From three months, the nutrition in mare’s milk will start decreasing ready for weaning, a significant transition in a foal’s life, occurring around 4 to 6 months. Small amounts of a suitable complementary feed, based on the foal’s growth and condition, can be introduced to coincide with this decline. This will not only help maintain condition when weaned but will also help the foal’s digestive system and microbes to get used a different source of feed. Additionally, yeast-based prebiotics can be beneficial to support hind gut microbes and help keep the transition as smooth as possible.
As the nutrition in your mare’s milk declines, her feed can be reduced. After weaning, she can be fed as normal, based on condition and workload. However, if your mare has lost condition following lactation, it’s important to re-build it.
Post-Weaning and Beyond
Regardless of the foal’s future use, the main aim is to support his or her genetic growth potential. Weanlings need good-quality protein containing the essential amino acids lysine, threonine and methionine for growth. Consider feeds with peas, linseed and soya, which have an excellent amino acid profile.
Foals reach 50% of their adult height by 6 months and 90% by the first year, but they need to maintain slow and steady growth, so the right energy is important. Forage should always form the basis of the diet for good digestive health and is ideal for correct growth. If your foal is weaned during summer, grass should supply all the energy they need. If weaning occurs in the autumn or winter, good-quality, digestible forage like haylage, is perfect for growth and condition.
If your foal needs additional calories, digestible fibre like grass pellets and beet pulp are ideal, along with sources of oil like linseed and soya. Feeds including these will help provide the right energy for controlled and steady growth, whilst reducing the chance of developmental disorders associated with feeding high levels of cereals.

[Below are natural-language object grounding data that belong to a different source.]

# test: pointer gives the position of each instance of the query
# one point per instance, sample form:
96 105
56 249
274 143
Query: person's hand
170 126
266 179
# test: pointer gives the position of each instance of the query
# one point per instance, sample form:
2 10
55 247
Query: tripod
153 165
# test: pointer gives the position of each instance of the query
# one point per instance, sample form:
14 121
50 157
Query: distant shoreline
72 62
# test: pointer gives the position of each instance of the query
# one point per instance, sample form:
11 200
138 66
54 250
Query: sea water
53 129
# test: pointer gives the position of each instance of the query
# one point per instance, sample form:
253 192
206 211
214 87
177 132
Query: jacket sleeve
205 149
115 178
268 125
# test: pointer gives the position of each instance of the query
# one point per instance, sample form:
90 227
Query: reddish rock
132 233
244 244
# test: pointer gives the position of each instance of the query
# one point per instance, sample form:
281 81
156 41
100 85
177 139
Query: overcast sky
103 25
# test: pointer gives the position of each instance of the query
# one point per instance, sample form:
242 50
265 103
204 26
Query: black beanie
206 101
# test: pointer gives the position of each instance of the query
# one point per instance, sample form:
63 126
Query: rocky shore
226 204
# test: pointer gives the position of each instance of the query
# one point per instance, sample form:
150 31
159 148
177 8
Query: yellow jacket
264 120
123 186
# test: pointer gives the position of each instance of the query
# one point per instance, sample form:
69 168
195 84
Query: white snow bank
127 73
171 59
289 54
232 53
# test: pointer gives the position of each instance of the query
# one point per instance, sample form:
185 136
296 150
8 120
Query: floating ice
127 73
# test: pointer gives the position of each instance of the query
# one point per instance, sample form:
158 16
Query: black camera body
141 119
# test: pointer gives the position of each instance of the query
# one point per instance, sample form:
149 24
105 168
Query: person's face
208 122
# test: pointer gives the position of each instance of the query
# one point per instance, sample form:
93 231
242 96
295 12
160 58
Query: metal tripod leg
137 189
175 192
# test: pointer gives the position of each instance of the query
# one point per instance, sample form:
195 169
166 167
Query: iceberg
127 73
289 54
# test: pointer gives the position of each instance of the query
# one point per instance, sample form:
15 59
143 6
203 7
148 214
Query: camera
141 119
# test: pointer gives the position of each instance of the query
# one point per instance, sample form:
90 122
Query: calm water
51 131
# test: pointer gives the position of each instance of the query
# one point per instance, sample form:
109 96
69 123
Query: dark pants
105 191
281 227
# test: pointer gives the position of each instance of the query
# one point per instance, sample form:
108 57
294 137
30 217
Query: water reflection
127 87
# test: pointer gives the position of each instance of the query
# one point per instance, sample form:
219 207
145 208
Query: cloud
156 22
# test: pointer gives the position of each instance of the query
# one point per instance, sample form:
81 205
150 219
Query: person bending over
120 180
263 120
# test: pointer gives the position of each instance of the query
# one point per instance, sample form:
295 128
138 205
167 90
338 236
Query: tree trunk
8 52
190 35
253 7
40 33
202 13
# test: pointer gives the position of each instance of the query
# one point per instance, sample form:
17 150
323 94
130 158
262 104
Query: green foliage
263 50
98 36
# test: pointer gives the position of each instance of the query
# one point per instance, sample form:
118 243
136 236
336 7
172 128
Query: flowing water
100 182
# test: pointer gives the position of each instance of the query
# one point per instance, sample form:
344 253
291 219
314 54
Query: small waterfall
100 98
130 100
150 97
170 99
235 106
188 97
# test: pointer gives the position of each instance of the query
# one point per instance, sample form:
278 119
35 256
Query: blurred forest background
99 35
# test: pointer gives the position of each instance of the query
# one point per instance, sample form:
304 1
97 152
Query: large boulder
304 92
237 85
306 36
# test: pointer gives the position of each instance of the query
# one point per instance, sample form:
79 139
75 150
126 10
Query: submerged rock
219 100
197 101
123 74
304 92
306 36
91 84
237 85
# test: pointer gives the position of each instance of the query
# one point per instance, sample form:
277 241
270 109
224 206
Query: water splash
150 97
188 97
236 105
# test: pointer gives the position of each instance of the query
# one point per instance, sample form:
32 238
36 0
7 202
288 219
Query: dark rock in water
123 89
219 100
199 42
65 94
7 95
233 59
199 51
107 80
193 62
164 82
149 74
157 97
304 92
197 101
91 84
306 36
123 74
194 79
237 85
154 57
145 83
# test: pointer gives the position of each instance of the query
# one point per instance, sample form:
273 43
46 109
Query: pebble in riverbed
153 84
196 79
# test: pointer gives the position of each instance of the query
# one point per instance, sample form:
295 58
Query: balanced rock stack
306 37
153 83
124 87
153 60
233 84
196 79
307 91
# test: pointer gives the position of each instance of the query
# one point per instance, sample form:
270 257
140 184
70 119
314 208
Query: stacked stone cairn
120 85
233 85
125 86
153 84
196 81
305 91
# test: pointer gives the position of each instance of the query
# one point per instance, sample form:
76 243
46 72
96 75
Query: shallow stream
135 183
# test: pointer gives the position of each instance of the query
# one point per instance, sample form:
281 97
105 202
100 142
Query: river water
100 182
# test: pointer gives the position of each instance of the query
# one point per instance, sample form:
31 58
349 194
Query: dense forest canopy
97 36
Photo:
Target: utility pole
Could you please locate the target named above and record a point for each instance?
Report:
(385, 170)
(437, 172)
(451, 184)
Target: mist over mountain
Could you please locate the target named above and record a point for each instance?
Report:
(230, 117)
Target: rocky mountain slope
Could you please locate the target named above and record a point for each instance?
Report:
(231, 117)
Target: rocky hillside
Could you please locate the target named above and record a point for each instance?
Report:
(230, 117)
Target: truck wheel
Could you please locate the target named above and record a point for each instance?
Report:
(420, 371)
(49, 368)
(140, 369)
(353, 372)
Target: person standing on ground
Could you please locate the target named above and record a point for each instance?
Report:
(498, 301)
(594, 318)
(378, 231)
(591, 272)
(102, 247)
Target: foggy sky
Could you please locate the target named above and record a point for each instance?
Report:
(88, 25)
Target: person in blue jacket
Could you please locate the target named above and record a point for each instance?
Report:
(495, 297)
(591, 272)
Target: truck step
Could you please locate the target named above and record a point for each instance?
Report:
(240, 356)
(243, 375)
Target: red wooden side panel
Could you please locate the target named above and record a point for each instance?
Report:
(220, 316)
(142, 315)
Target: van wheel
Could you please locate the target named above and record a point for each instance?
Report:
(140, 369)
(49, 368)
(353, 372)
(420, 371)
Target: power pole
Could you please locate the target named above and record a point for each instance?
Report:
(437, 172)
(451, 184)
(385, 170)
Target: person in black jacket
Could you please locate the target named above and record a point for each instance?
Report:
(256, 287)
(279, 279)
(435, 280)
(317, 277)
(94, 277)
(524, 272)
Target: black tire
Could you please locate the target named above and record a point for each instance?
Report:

Vitamins A, D, E and minerals like calcium, phosphorus, copper and zinc, are all fundamental for growth and development. These can be provided through feeding a high-specification balancer or recommended levels of a stud feed if your youngster needs more energy to sustain growth and condition.
Monitoring your foal’s growth by regular weight taping and plotting this on a graph can help assess any potential problems. Youngsters that are growing rapidly will produce an upright curve which is an indication of too many calories and those that are growing slowly will show a flatter curve. These observations will allow you make necessary adjustments to get a steadier growth curve, which is healthier for a growing foal.
Muscle scoring is useful as it helps assess how well the youngsters’ protein requirements are being met. You can then adjust the protein supply if necessary, for optimal muscle development
Regular use of a Body Condition Scoring chart (BCS) is also beneficial to help maintain a steady rate of growth.
With the correct care and nutrition for your mare and foal through all stages of growth and development, you can help produce a strong, sound youngster with the right foundations for a long and successful career, whatever that may be.